Published Feb 23, 2016 12:35 PM by Reuters

Two years after it first flagged a sale, Australia's Victoria state on Monday threatened to bypass parliament to privatize the Port of Melbourne, the nation's biggest container port, if lawmakers could not agree to sale terms.

Victorian state Treasurer Tim Pallas said if the Labor government and Liberal opposition cannot agree to sale terms by Thursday he will use special government powers reserved for large state-owned infrastructure divestments to enable a deal.

"We've got a mandate, we're implementing it, make no mistake. Thursday is a rock hard deadline," Pallas told reporters.

The prospect of sidestepping parliament to push through a sale highlights the extent to which political headwinds have hampered a A$100 billion ($72 billion) plus program of public asset sales being used by Australian federal and state governments to cut debt and fund capital works.

The Port of Melbourne sale, which local media have said is expected to fetch A$6 billion, was first proposed in March 2014 by Victoria's then conservative Liberal government. Since then the state has had a change of government and a lengthy public inquiry into the divestment.

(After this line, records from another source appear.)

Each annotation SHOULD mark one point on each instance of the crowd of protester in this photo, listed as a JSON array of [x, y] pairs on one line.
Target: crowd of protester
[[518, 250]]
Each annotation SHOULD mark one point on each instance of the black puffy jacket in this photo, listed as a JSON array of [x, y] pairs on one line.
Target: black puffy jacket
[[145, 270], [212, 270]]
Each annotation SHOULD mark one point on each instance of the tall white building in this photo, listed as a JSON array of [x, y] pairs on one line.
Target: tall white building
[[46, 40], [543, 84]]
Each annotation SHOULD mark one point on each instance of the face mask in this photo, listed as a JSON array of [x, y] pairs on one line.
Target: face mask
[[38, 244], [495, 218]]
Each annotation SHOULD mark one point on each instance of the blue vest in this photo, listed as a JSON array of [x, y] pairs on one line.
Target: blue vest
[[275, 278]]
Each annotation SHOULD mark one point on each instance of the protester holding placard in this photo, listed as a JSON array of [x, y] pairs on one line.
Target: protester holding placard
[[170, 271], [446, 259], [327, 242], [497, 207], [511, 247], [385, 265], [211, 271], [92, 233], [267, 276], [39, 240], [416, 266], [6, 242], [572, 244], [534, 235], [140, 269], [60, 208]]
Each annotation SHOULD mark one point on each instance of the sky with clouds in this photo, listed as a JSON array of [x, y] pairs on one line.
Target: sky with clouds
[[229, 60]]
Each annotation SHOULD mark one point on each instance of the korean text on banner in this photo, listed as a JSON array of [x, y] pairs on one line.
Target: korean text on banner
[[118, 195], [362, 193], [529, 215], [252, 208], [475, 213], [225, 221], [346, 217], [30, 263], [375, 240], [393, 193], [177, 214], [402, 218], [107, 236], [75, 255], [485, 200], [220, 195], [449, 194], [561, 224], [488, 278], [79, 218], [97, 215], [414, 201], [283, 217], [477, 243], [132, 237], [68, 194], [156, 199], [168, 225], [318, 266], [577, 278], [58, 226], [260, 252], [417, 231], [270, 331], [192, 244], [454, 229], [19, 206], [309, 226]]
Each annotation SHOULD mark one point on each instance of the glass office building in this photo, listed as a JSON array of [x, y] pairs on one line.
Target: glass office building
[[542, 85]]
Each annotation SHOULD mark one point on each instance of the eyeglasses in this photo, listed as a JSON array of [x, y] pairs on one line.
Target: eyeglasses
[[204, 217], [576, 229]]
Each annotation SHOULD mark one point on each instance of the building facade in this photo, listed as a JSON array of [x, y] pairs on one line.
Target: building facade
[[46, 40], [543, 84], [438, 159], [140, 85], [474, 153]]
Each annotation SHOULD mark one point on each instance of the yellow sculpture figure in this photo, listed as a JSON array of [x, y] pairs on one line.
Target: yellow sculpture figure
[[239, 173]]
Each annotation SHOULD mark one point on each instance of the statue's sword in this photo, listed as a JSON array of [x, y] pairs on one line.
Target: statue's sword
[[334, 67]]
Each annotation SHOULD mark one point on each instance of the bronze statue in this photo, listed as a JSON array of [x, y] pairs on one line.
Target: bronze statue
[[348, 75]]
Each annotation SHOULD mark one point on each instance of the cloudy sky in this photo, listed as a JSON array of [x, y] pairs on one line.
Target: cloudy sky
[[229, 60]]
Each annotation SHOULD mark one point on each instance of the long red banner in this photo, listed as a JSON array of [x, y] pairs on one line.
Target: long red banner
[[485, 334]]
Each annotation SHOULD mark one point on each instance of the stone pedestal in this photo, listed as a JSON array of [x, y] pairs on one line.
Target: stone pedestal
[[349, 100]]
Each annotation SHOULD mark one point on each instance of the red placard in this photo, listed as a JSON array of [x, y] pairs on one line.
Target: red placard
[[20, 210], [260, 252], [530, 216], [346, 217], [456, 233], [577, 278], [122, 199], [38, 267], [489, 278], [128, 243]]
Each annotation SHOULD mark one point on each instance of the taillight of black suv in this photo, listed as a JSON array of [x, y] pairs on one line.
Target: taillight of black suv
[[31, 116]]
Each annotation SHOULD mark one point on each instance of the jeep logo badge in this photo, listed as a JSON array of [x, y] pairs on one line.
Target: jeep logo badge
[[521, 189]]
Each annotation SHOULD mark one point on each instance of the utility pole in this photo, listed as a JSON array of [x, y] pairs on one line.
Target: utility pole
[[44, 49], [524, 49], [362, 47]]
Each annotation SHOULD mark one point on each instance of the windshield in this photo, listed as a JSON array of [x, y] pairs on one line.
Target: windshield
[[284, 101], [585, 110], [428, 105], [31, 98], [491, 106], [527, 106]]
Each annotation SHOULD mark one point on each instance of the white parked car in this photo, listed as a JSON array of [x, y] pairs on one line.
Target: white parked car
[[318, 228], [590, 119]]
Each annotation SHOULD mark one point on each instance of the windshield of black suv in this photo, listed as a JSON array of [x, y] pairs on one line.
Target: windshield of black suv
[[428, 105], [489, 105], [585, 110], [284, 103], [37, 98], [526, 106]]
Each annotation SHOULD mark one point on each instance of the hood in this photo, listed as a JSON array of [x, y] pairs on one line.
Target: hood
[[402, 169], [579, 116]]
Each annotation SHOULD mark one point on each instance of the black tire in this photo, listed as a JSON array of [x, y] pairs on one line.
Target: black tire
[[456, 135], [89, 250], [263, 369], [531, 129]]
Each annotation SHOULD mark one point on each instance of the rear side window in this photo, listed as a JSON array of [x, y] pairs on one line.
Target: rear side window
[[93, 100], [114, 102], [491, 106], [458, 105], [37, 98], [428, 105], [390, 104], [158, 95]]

Pallas's Labor government does not have control of the state's upper house where opposition lawmakers disagree with Labor's sale terms. Labor wants to include compensation if another operator builds a rival port within 50 years. The opposition believes the compensation should cover just 15 years.

"What we can't do is go against the advice (that) you must have a compensation regime, you must guarantee the value of the asset you are selling, and you must make sure the private sector ... can have the certainty that they can invest over time," he said.

Investors from China to Qatar are flocking to Australian infrastructure because it is seen as well-regulated and predictable, a reprieve from volatility in commodity and equity markets. In November, New South Wales sold an electricity network to a global consortium for A$10.3 billion.

But local politics have presented obstacles.

In 2015, Queensland voted out its government after one term based on a policy of selling infrastructure.

The same year, Northern Territory created a political backlash by selling its Port of Darwin to interests linked to the Chinese military, setting off a national government review of the processes by which foreign asset purchases are approved.